Em 2009 cientistas apontaram nove limites planetários – mudança do clima, perda de biodiversidade, interferência nos ciclos de nitrogênio e fósforo, redução do ozônio estratosférico, acidificação dos oceanos, sobre-uso de recursos hídricos, mudança no uso da terra, poluição química e acumulo de aerossóis atmosféricos – que, se ultrapassados, podem colocar o sistema todo em risco.

Os autores do comentário na Nature usaram a pesquisa sobre os limites planetários, assim como outras evidências científicas e processos internacionais sob as Nações Unidas, para elaborar uma lista de elementos obrigatórios do ponto de vista ambiental para que haja desenvolvimento. O segundo passo foi integrar tal lista aos Objetivos de Desenvolvimento do Milênio para produzir seis Objetivos de Desenvolvimento Sustentável:

  1. Vidas e meios de subsistência prósperos: Buscar o fim da pobreza e o aumento do bem-estar por meio de acesso à educação, emprego e informação, melhoria de saúde e moradia, e redução da desigualdade ao abraçar modos sustentáveis de produção e consumo.
  2.  Segurança alimentar sustentável: Buscar o fim da fome e a segurança alimentar de longo prazo, incluindo melhor nutrição, por meio de sistemas sustentáveis de produção, distribuição e consumo.
  3. Segurança hídrica sustentável: Almejar o acesso universal à água limpa e ao saneamento básico, e garantir a alocação eficiente por meio da gestão integrada de recursos hídricos.
  4. Energia limpa para todos: Almejar o acesso universal e barato à energia limpa que minimiza a poluição local e os impactos à saúde, e mitiga o aquecimento global.
  5. Ecossistemas saudáveis e produtivos: Sustentar a biodiversidade e os serviços ecossistêmicos por meio de melhor gestão, valoração, medição, conservação e restauração.
  6. Governança para sociedades sustentáveis: Transformar a governança e as instituições em todos os níveis para avançar nos outros cinco objetivos de desenvolvimento sustentável.

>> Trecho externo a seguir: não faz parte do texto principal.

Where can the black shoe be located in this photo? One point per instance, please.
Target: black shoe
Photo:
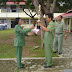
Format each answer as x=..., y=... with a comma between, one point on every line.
x=45, y=63
x=22, y=66
x=55, y=52
x=59, y=53
x=47, y=66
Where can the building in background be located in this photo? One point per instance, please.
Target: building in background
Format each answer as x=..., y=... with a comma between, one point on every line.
x=67, y=19
x=12, y=11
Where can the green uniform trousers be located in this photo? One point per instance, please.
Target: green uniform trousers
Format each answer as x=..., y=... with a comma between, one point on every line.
x=58, y=41
x=48, y=54
x=19, y=55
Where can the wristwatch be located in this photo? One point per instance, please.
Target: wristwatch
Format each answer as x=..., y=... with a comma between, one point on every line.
x=65, y=35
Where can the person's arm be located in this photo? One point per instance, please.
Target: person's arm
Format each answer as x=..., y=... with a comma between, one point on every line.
x=65, y=34
x=44, y=28
x=26, y=32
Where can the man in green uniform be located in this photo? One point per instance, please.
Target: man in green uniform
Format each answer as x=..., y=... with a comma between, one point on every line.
x=19, y=40
x=48, y=39
x=60, y=27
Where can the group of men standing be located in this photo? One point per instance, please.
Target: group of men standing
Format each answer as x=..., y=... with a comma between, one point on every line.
x=53, y=37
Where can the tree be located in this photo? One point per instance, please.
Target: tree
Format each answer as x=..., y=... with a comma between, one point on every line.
x=46, y=8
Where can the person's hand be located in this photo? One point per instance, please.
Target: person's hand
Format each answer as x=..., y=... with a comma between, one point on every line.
x=32, y=27
x=29, y=33
x=65, y=37
x=38, y=23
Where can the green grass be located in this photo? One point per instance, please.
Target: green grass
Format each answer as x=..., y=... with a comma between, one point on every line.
x=7, y=50
x=40, y=52
x=4, y=34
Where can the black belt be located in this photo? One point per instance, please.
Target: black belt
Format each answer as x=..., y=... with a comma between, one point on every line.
x=58, y=33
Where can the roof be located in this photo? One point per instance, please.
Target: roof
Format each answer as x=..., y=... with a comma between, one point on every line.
x=12, y=3
x=65, y=15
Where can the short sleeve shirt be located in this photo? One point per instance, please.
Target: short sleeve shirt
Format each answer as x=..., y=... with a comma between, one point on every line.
x=59, y=27
x=48, y=36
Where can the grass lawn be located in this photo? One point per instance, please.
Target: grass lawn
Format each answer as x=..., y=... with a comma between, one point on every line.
x=7, y=50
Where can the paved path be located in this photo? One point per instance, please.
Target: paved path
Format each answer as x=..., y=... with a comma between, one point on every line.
x=36, y=64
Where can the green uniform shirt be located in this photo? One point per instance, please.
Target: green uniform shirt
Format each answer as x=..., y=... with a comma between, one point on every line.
x=59, y=27
x=19, y=39
x=48, y=36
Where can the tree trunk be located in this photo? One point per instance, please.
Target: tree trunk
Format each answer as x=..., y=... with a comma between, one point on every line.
x=53, y=6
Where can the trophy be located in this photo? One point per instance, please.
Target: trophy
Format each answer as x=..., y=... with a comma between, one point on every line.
x=39, y=15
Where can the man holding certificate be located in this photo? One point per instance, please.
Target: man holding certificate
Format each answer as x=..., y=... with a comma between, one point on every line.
x=48, y=39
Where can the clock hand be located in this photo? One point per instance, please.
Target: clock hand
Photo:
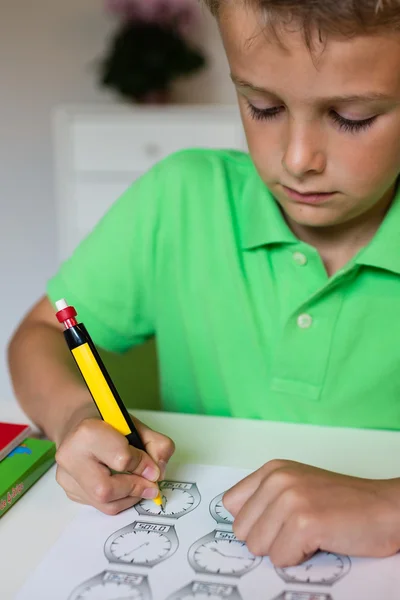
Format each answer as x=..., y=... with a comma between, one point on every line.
x=229, y=556
x=138, y=548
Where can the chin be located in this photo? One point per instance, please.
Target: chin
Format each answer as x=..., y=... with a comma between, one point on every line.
x=310, y=216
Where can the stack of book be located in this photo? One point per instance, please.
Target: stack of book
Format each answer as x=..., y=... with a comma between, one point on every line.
x=23, y=459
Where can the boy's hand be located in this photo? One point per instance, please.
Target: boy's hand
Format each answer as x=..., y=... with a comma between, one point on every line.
x=288, y=511
x=93, y=447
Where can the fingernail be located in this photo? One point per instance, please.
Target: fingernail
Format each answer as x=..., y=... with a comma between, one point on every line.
x=150, y=473
x=150, y=494
x=162, y=465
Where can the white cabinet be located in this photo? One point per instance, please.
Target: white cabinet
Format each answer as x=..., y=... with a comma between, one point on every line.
x=100, y=150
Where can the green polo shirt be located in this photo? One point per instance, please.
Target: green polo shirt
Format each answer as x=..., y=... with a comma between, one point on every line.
x=247, y=322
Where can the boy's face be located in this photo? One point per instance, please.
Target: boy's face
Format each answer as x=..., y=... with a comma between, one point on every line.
x=324, y=124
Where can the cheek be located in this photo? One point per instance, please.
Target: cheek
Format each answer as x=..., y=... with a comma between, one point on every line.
x=371, y=166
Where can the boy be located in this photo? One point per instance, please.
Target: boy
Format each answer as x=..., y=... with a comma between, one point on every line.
x=271, y=283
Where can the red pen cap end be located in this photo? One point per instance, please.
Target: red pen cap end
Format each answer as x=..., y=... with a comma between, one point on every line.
x=65, y=312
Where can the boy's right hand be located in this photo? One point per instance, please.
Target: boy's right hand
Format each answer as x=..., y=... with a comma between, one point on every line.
x=88, y=452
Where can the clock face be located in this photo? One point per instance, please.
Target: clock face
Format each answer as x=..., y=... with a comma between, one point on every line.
x=176, y=502
x=202, y=590
x=224, y=556
x=142, y=547
x=109, y=591
x=323, y=568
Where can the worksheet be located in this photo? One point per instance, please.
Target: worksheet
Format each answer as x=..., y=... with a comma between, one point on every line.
x=189, y=552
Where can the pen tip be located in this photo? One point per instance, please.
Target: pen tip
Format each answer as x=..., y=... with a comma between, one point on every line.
x=159, y=501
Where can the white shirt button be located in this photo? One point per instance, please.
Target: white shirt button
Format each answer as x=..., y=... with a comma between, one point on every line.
x=304, y=321
x=300, y=258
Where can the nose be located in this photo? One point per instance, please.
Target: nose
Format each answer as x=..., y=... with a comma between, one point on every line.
x=304, y=153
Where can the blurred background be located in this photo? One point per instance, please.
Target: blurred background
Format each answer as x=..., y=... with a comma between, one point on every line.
x=93, y=63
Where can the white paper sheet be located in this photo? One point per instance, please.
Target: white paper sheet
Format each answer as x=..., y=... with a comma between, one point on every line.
x=190, y=553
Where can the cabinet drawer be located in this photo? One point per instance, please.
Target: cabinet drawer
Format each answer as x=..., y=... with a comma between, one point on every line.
x=137, y=144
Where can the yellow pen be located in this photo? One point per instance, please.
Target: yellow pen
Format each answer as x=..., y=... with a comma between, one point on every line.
x=97, y=379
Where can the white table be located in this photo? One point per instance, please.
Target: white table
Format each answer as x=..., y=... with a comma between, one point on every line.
x=30, y=528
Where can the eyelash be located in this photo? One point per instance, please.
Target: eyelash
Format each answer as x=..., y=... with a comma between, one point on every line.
x=267, y=114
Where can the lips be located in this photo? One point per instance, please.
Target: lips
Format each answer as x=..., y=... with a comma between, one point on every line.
x=309, y=197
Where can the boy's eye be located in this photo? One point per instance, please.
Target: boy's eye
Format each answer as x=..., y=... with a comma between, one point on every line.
x=351, y=125
x=263, y=114
x=348, y=125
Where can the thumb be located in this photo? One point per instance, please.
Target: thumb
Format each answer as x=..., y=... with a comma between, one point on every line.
x=160, y=447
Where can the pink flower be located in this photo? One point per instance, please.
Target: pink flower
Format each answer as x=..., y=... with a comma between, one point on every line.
x=183, y=14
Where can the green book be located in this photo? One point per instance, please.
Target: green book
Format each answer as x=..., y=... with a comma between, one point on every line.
x=20, y=469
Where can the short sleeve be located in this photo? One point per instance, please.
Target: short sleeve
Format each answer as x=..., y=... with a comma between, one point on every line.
x=108, y=278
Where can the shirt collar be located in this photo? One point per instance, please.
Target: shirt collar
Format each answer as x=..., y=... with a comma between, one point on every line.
x=262, y=223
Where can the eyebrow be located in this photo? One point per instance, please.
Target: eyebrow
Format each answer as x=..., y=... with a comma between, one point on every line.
x=368, y=97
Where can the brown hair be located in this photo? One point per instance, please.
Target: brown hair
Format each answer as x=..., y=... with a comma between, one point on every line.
x=346, y=17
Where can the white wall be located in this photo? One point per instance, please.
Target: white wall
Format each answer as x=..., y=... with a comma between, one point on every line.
x=47, y=54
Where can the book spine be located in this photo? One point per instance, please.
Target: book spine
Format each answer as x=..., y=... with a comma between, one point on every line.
x=18, y=488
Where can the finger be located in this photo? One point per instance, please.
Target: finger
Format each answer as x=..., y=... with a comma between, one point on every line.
x=296, y=541
x=158, y=446
x=99, y=486
x=259, y=517
x=100, y=441
x=263, y=532
x=70, y=486
x=235, y=499
x=106, y=488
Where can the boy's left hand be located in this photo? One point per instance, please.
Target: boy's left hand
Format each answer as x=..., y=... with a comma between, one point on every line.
x=288, y=511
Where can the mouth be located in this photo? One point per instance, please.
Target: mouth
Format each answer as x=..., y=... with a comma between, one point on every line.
x=310, y=197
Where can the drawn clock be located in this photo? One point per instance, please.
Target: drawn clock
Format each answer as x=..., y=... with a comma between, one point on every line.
x=202, y=590
x=324, y=568
x=112, y=585
x=180, y=498
x=142, y=544
x=221, y=553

“Nada disso é possível sem mudanças no campo econômico”, alertam os pesquisadores. “As políticas nacionais deveriam, assim como faz o imposto sobre o carbono, dar valor ao capital natural e um custo a ações insustentáveis”.

Na Rio+20, 192 países concordaram em criar um conjunto de Objetivos de Desenvolvimento Sustentável para dar sequência aos Ojetivos de Desenvolvimento do Milênio, que expiram em 2015. A ONU está discutindo novos objetivos para integrar à agenda de desenvolvimento pós-2015.

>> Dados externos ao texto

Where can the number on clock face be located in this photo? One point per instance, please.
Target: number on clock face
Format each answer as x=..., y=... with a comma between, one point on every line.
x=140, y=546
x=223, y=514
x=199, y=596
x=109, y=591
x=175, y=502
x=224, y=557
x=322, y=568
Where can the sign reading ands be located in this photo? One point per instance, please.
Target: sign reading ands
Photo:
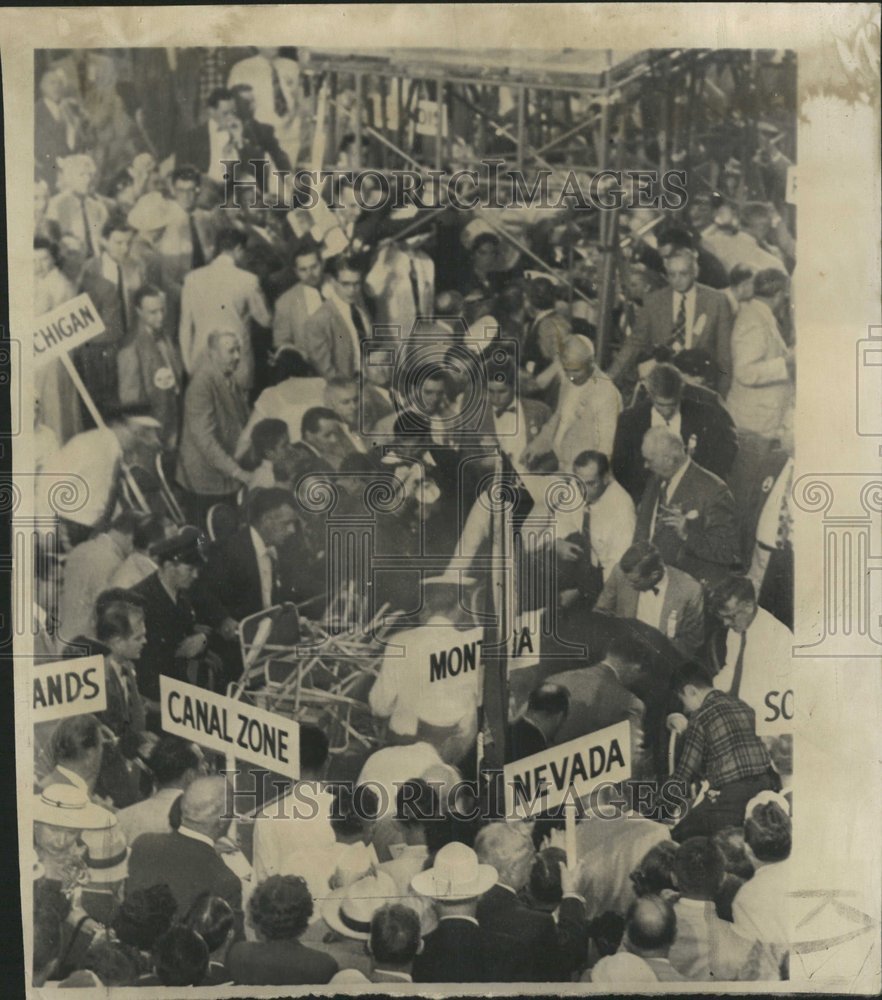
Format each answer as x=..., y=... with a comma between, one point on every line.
x=69, y=687
x=544, y=780
x=230, y=727
x=64, y=328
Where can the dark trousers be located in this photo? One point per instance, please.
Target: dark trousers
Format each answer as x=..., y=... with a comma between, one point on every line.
x=727, y=809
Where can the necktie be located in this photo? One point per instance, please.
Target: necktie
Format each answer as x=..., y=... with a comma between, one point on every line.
x=678, y=332
x=198, y=252
x=121, y=291
x=739, y=667
x=87, y=231
x=280, y=105
x=358, y=323
x=586, y=534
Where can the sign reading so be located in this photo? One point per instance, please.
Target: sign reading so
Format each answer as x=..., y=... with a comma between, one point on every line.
x=567, y=772
x=230, y=727
x=68, y=687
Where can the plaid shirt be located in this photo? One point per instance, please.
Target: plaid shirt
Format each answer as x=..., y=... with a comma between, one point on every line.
x=721, y=744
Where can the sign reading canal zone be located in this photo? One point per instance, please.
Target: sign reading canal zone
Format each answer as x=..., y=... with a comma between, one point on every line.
x=230, y=727
x=543, y=780
x=61, y=330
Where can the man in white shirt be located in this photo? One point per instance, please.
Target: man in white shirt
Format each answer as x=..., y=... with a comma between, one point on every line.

Um dos autores do comentário, Owen Gaffney, diz que a maneira como definimos um problema mostra o caminho para a solução.

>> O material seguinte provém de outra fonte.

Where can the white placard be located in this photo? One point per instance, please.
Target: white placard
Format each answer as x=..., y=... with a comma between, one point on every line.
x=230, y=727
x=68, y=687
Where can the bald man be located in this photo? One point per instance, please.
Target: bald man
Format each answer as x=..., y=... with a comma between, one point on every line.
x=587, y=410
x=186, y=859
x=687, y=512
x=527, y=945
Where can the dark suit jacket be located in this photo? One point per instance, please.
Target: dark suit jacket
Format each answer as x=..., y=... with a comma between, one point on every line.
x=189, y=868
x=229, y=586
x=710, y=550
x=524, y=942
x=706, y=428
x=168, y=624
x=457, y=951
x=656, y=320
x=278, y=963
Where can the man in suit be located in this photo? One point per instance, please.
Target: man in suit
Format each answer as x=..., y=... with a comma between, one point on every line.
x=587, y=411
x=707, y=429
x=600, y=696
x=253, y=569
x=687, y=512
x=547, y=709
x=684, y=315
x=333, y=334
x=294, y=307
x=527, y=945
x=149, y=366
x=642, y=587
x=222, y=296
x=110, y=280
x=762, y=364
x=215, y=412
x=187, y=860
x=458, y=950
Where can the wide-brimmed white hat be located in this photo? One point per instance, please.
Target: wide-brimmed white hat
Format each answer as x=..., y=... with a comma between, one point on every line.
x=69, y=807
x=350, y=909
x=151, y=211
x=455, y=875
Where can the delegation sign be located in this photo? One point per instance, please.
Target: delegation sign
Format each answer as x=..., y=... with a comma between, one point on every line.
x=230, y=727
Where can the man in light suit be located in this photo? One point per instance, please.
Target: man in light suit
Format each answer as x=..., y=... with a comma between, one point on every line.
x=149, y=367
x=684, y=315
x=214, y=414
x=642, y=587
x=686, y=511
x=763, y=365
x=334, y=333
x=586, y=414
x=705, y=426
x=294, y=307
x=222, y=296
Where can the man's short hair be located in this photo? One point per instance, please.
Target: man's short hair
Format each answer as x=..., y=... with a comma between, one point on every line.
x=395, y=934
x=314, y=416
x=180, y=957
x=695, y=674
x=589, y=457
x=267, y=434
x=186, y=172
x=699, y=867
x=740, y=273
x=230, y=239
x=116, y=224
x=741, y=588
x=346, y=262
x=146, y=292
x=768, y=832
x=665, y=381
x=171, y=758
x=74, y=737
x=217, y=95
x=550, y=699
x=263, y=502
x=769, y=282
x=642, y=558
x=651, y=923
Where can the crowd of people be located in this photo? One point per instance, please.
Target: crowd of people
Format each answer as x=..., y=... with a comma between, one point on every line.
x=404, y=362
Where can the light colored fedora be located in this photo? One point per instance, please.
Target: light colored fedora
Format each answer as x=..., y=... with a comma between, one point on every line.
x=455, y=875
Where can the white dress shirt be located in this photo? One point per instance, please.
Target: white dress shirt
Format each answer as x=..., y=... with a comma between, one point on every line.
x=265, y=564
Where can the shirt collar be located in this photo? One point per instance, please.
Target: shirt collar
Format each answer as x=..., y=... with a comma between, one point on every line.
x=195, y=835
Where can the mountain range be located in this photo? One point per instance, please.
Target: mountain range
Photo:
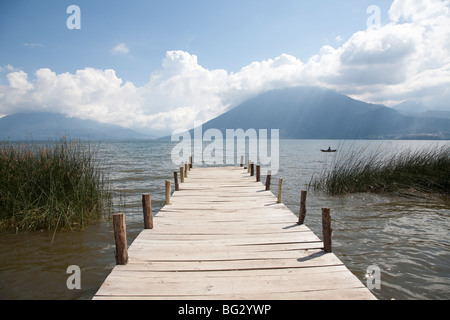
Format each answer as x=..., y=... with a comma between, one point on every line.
x=317, y=113
x=46, y=125
x=298, y=113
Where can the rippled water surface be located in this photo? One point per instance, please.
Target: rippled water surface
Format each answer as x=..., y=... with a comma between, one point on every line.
x=407, y=238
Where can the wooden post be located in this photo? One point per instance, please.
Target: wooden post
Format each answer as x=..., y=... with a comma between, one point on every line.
x=301, y=216
x=182, y=174
x=326, y=229
x=167, y=192
x=147, y=210
x=175, y=178
x=280, y=187
x=268, y=177
x=120, y=236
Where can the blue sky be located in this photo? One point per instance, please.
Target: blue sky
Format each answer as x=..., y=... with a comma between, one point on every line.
x=214, y=54
x=223, y=34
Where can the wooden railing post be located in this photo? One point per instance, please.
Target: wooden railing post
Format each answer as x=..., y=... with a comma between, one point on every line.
x=302, y=214
x=326, y=229
x=175, y=178
x=147, y=210
x=182, y=174
x=268, y=178
x=120, y=236
x=167, y=192
x=280, y=189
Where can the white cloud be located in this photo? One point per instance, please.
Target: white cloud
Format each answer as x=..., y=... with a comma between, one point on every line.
x=120, y=49
x=407, y=58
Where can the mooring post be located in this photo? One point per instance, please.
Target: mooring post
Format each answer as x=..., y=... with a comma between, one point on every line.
x=120, y=236
x=182, y=174
x=258, y=173
x=280, y=187
x=147, y=210
x=268, y=177
x=326, y=229
x=167, y=192
x=175, y=178
x=302, y=215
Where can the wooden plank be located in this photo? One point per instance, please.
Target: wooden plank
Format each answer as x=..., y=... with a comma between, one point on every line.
x=224, y=236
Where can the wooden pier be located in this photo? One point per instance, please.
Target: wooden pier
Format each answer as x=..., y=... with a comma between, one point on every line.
x=225, y=237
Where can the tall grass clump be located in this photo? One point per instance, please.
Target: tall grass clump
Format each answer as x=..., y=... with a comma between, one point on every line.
x=51, y=185
x=426, y=171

“Pelos últimos 26 anos, uma única definição de desenvolvimento sustentável dominou: ‘desenvolvimento que atende às necessidades do presente sem comprometer a capacidade de futuras gerações de atender a suas próprias necessidades’. E um único conceito moldou a política internacional: os três pilares do desenvolvimento sustentável – econômico, social e ambiental”.

No Antropoceno, diz ele, temos que abandonar velhas formas de pensar.